While American soldiers are not fully left the Old world, Europeans need to seek new security systems, an integral part of which will be Russia and Turkey. The authors also put forward a number of practical recommendations. It is necessary to establish permanent informal consultations on security issues between the three actors from the EU, Russia and Turkey. In the case of integration in the EU, the negotiations could be bilateral Russian-European format. The main objective of these negotiations is "easing tensions on the European continent" and its periphery, i.e., the Resolution of territorial conflicts. The crown of this process should be the signing of the Treaty on European security.

Separate paragraph of the article highlighted the changing attitudes of the European elite on the security in three ways: "first, they increasingly look at security through the eyes of the insurance companies, not military strategists. In other words, they take the world for granted and do not take into account as many possible threats as "risks". Secondly, the vacuum resulting from the absence of war, is filled with post-modern fears –in other words, they are concerned about threats to the current level of life: the impact of the financial crisis, energy insecurity, climate change and immigration. Third, Europeans increasingly fear that they are displaced to the periphery of world politics as the center of power move from West to East..."[10, C. 2-3].
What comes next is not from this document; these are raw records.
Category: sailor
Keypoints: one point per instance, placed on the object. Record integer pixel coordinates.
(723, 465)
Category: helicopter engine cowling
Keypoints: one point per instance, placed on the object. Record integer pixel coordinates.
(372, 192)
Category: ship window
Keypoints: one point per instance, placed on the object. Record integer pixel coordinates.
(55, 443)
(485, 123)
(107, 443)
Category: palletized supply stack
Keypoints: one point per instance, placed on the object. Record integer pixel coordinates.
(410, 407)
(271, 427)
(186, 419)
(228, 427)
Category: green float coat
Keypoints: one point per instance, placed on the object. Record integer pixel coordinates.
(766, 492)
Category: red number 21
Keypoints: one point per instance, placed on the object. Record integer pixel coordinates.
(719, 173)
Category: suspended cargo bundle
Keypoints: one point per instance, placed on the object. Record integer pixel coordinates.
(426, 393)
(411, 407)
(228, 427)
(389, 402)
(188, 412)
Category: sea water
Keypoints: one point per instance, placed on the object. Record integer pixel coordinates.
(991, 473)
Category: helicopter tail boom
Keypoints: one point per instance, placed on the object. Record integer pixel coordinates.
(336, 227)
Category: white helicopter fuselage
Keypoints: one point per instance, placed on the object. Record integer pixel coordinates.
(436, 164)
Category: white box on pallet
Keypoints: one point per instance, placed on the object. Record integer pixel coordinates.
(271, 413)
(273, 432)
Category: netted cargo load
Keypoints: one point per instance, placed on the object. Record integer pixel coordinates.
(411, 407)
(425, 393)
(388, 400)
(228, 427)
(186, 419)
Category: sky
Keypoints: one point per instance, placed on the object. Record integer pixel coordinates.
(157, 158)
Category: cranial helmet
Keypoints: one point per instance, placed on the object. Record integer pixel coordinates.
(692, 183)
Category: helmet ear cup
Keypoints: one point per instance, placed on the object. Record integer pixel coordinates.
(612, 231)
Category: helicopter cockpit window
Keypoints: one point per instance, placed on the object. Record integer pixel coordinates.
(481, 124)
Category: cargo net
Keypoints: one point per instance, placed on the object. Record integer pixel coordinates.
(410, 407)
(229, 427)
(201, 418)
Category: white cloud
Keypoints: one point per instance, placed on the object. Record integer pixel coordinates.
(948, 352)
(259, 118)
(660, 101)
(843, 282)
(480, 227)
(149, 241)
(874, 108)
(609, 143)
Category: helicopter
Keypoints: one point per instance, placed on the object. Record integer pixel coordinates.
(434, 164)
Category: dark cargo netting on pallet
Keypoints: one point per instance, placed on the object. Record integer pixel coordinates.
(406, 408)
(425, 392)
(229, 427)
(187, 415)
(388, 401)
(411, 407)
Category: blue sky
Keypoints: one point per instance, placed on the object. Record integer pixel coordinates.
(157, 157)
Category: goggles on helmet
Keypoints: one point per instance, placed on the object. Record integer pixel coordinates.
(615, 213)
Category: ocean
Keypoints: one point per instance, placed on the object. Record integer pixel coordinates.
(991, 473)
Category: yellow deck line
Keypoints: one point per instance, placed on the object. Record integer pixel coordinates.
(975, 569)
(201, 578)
In conclusion, it should be noted that after half a century after in European science there was a lull in research on the topic of security, the last decades European school gained a second wind. Research centers are developing concepts and projects build their ideas with realities that have a direct impact on national security of European countries. These include, first of all, globalization and the intertwining of internal and external security, the privatization of the security sector, the increased importance of the individual as the main object of protection, as well as the transition of the US from the active role of guarantor of European security to the role "remote stabilizer"[10, C. 5]. Despite differences in approaches, European experts are unanimous in the opinion that it is necessary to develop a common European security strategy and to implement it in practice, using supra-national mechanisms of the European Union.


The list of references

  1. Simon Hollis. The necessity of protection: Transgovernmental networks and EU security governance. Cooperation and Conflict, Volume 45, issue 3 (September 2010), p. 312-330. SAGE Publications. (
  2. Rita Floyd & Stuart Croft. European non-traditional security theory. EU GRASP Working Paper No. 1, February 2010. Seventh Framework Programme. (
  3. Bigo, D., 2001. The Mobius Ribbon of Internal and External Security(ies). In M. Albert, D. Jacobsen & Y. Lapid, eds. Identities, Borders, Orders –Rethinking International Relations Theory. London: University of Minnesota Press, pp. 91-136.
  4. Bigo, D. (2008), 'International Political Sociology' in Security Studies: An Introduction, P. Williams (ed), Routledge: Abingdon.
  5. Javier Solana. Secure Europe in a better world. EU High Representative for the common foreign and security policy. European Council, Thessaloniki, 20/06/2003. (
  6. Bericht uber die Umsetzung der Europaischen Sicherheitsstrategie –Sicherheit schaffen in einer Welt im Wandel –Zusammenfassung. Brussel, den 11. Dezember 2008, S407/08. (
  7. Draft Internal Security Strategy for the European Union: "Towards a European Security Model". Council of the European Union. Brussels, 23 February 2010. ( http :// ).
  8. Jo Coelmont. A European Global Security Strategy: Offering Seven-League Boots to Become a Global Actor. Security Policy Brief. No.45. Royal Institute for International Relations, Brussels. March 2013. (
  9. Global Governance 2025: At a Critical Juncture. The European Union Institute for Security Studies . Paris 2010. (
  10. Kraszev I., Leonard M., Bechev D., Kobzove J., Wilson A. The Spectre of a Multipolar Europe. The Illusion of Order and the Rise of Multipolar Europe. European Council on Foreign Relations, 2010.